In nearly every way, Hopes and Fears is a perfectly ordinary example of its increasingly familiar kind -- not least because Chaplin sounds very much like Fran Healy, lead singer of Travis, a band of Glaswegian mope merchants who themselves leased Keane's current spot in American pop just a few years ago. But scan the CD's tasteful black-and-white booklet, and you'll notice something unique about Keane: It doesn't have a guitar player.
It's easier to figure this out from the booklet than from the music, because Keane's other two members -- piano player Tim Rice-Oxley and drummer Richard Hughes -- make a noise that doesn't sound incomplete. Rice-Oxley fills the songs with waves of chords and arpeggios, and Hughes doesn't shy away from the occasional disco beat when the fancy strikes him. As melodists, Chaplin and Rice-Oxley favor the same sort of skyscraping minor-to-major tunes many of their guitar-band peers do. And in a pinch, an electric piano can twinkle just as efficiently as a six-string.
In its best moments, it's actually hard to imagine Hopes and Fears with a guitar player. There's a refreshingly uncluttered prettiness to cuts like "She Has No Time," a dazed slo-mo ballad, and "Sunshine," a dreamy midtempo rocker, that a generous helping of amplifier fuzz would only obfuscate. When they use their stripped-down lineup as a strength, you conclude that Keane lacks a guitar player not because of the novelty, but because it makes musical sense. As it turns out, it's because the guitar player left.
"It happened out of circumstance, really, more than anything else," Chaplin says on the phone during a tour stop in Atlanta. "We did have a guitarist; we were kind of a very standard guitar band. He left the band about three or four years ago, and it kind of forced us to really think about what we were doing. I think we went to try and play what came naturally to us. Tim had been playing the bass and switched to piano, Richard carried on playing the drums, and I began to concentrate more on the vocals. It's sort of a funny thing: As soon as we started doing what came naturally, things got a lot better for us." He laughs. "I think in a weird way it was actually a very positive thing that the guitarist left. It caused us to change the way we were as a band and not be more standard and like everyone else, but to try and be a little bit different."
The degree of difference Keane offers lies in the eye of the beholder, of course; the band's current junk-rocking tourmates from Liverpool, the Zutons, are a far more eccentric bunch in rhyme and reason. But the no-guitar tag certainly won't hurt Keane in its bid to transfer its considerable success at home -- where Q magazine recently anointed the three-piece 2004's Band of the Year -- to the States, where our ears aren't as accustomed to sussing the fine gradations between Embrace and Cast. Chaplin admits that making it in America is a priority for him and his bandmates.
"Along with a lot of other things, we've dreamed about it for a long, long time," he says. "Coming to America and achieving something here is a real ambition for us. And we feel like we have something to offer American people with our music. I think at the moment that seems to be paying off. It seems like people are sort of getting into what we do, and that's quite cool for us."

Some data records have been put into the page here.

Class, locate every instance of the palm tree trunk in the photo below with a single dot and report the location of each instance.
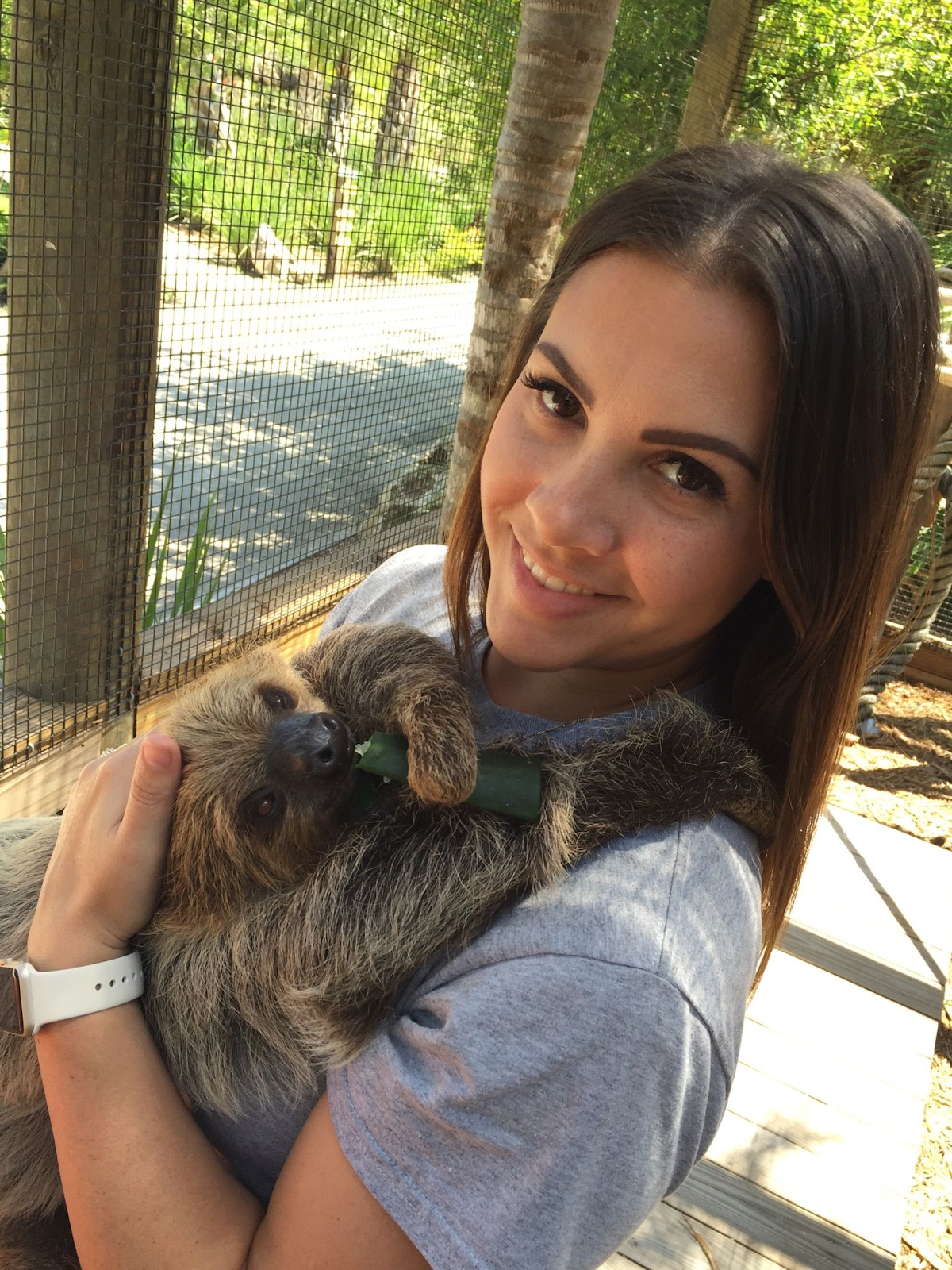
(336, 122)
(927, 1240)
(397, 130)
(560, 61)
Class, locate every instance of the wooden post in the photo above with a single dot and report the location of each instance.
(928, 1226)
(90, 88)
(720, 71)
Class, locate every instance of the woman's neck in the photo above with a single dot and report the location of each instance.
(583, 692)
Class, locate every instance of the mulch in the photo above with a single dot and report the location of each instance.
(905, 779)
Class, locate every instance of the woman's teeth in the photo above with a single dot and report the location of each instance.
(543, 579)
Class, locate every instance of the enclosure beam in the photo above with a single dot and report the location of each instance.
(90, 88)
(719, 71)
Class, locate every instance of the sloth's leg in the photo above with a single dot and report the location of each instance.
(395, 679)
(681, 766)
(44, 1245)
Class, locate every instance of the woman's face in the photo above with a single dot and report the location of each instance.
(625, 464)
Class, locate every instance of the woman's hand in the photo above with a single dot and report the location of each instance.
(103, 879)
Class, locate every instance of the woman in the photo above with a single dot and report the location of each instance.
(696, 478)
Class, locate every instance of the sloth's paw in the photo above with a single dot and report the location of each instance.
(442, 768)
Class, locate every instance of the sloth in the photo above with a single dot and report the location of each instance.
(294, 918)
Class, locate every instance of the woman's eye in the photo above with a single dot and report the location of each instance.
(691, 476)
(555, 397)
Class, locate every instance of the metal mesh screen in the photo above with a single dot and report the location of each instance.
(867, 87)
(244, 247)
(292, 251)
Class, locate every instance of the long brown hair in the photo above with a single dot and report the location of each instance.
(852, 290)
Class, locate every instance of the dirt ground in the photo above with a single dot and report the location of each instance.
(904, 780)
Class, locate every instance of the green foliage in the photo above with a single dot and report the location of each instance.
(928, 543)
(408, 219)
(863, 83)
(188, 586)
(647, 83)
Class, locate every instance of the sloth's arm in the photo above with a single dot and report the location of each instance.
(395, 679)
(685, 766)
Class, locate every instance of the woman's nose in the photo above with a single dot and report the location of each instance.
(575, 508)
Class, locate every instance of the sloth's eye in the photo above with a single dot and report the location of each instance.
(277, 698)
(264, 806)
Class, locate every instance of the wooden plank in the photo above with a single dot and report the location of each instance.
(846, 1022)
(913, 878)
(719, 71)
(42, 787)
(88, 140)
(666, 1242)
(857, 967)
(861, 1095)
(932, 664)
(831, 1134)
(886, 895)
(835, 1185)
(774, 1227)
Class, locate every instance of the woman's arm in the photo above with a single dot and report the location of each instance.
(144, 1187)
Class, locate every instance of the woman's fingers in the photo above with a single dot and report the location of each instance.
(106, 872)
(155, 780)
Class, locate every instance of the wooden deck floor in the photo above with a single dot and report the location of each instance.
(812, 1166)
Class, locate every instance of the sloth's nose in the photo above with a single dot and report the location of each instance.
(313, 746)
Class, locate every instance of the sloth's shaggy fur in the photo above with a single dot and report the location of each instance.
(281, 943)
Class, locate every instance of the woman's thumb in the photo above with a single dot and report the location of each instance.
(158, 772)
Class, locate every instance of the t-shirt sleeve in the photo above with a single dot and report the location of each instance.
(531, 1113)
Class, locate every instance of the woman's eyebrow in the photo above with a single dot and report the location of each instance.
(701, 441)
(562, 362)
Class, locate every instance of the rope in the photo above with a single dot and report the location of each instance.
(939, 587)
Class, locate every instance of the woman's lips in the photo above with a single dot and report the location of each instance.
(545, 600)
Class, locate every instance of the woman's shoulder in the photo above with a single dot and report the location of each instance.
(681, 903)
(408, 587)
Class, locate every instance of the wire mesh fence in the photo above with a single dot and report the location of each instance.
(244, 244)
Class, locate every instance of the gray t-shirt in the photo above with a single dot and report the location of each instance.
(537, 1094)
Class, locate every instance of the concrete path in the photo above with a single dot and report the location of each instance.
(294, 406)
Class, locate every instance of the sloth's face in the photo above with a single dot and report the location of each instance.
(267, 774)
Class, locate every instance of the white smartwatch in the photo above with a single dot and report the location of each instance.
(31, 997)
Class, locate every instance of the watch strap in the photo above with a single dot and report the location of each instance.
(48, 996)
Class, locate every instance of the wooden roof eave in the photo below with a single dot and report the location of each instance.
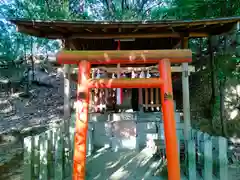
(77, 29)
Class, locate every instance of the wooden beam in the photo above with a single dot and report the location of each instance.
(104, 35)
(134, 35)
(153, 69)
(124, 56)
(124, 83)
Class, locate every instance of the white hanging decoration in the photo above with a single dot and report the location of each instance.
(98, 76)
(134, 75)
(113, 76)
(142, 74)
(148, 74)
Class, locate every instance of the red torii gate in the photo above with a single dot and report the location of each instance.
(164, 58)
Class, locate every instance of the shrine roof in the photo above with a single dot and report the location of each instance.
(61, 29)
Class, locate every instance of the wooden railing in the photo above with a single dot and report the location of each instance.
(151, 99)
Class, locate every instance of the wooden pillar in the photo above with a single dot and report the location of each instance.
(185, 90)
(213, 78)
(169, 121)
(67, 94)
(80, 139)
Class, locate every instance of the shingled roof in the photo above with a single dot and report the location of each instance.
(124, 29)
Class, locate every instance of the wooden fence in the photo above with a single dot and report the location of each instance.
(49, 155)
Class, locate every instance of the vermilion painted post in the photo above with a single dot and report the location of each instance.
(80, 148)
(169, 121)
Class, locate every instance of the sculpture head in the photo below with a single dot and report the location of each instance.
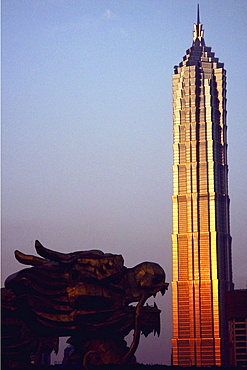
(85, 289)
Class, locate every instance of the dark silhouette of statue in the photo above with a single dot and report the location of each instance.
(86, 295)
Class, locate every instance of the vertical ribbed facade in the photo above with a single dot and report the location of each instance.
(201, 241)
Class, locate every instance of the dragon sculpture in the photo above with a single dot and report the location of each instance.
(86, 295)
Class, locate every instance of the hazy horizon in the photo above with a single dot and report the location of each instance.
(87, 129)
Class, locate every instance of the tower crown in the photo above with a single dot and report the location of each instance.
(198, 32)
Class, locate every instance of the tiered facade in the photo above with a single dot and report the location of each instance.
(201, 238)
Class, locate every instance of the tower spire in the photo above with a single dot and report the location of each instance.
(198, 31)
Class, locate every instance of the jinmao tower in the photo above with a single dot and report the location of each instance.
(201, 241)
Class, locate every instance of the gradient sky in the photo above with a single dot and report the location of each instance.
(87, 128)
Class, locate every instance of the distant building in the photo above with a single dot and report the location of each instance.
(67, 353)
(201, 241)
(236, 314)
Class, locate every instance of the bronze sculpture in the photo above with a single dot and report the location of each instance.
(86, 295)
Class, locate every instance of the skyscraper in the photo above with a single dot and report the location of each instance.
(201, 241)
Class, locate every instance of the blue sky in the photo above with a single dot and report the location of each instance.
(87, 128)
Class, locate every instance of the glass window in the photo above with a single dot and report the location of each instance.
(240, 337)
(241, 350)
(240, 331)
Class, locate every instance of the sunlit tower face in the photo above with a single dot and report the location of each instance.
(201, 241)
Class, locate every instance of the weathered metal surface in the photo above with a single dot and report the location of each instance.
(86, 295)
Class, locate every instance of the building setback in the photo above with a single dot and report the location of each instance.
(236, 315)
(201, 241)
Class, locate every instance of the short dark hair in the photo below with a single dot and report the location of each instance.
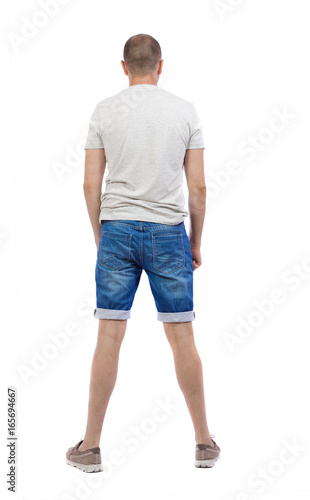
(142, 54)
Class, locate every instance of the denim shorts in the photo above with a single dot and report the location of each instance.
(126, 247)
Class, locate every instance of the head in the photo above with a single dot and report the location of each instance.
(142, 59)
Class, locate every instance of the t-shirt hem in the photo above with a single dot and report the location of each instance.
(106, 215)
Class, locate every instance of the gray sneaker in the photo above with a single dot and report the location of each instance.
(87, 460)
(205, 455)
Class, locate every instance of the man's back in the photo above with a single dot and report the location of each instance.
(145, 132)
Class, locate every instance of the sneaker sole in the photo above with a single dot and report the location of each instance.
(206, 463)
(86, 468)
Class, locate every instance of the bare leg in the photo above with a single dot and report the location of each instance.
(189, 374)
(103, 377)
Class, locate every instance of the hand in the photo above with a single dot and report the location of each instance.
(196, 255)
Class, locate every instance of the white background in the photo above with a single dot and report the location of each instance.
(240, 63)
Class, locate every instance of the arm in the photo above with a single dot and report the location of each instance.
(95, 163)
(194, 172)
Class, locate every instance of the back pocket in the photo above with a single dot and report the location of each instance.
(114, 250)
(168, 251)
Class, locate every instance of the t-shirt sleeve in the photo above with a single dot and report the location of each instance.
(196, 140)
(94, 139)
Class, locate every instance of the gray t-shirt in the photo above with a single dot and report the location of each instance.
(145, 131)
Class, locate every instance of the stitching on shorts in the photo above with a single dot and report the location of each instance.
(177, 236)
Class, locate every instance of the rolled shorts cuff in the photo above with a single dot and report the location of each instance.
(176, 317)
(111, 313)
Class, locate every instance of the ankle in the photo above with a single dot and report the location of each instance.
(87, 445)
(204, 440)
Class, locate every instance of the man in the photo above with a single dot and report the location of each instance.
(146, 135)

Is what they have to offer specific to their being from Britain? "We're a very sort of honest English band," Chaplin replies. "We are who we are, and I guess if you're American, then that's something you don't come across every day. We're obviously very influenced by what we've grown up listening to in Britain: Radiohead, U2, and bands like that, who are all kind of quintessentially British or Irish. And there's a great kind of culture of music in Britain and a great tradition of songwriting -- that's something that we're very proud to be a part of."
More than his national heritage, though, Chaplin seems to place a premium on the guilelessness of Keane's music, of the modest, plain-folks truth in a line such as "Many's the time I ran with you down the rainy roads of our old town," from Hopes and Fears' contemplative closer, "Bedshaped." He seems savvy enough to grasp that the power of music is that it gives flight to a sentiment as banal as that, but he also insists on adhering to the chimera of pop-star authenticity.
"To be honest, wherever you go in the world, if you write honest, heartfelt music, then I think people will connect with it," he says. "I think our music translates to any type of person, because I think we're very honest and heartfelt and emotional with what we do, and I think people respond to that. We're not pretending to be anything we're not, you know? That's the best kind of music -- where people bare their souls and say what they really feel."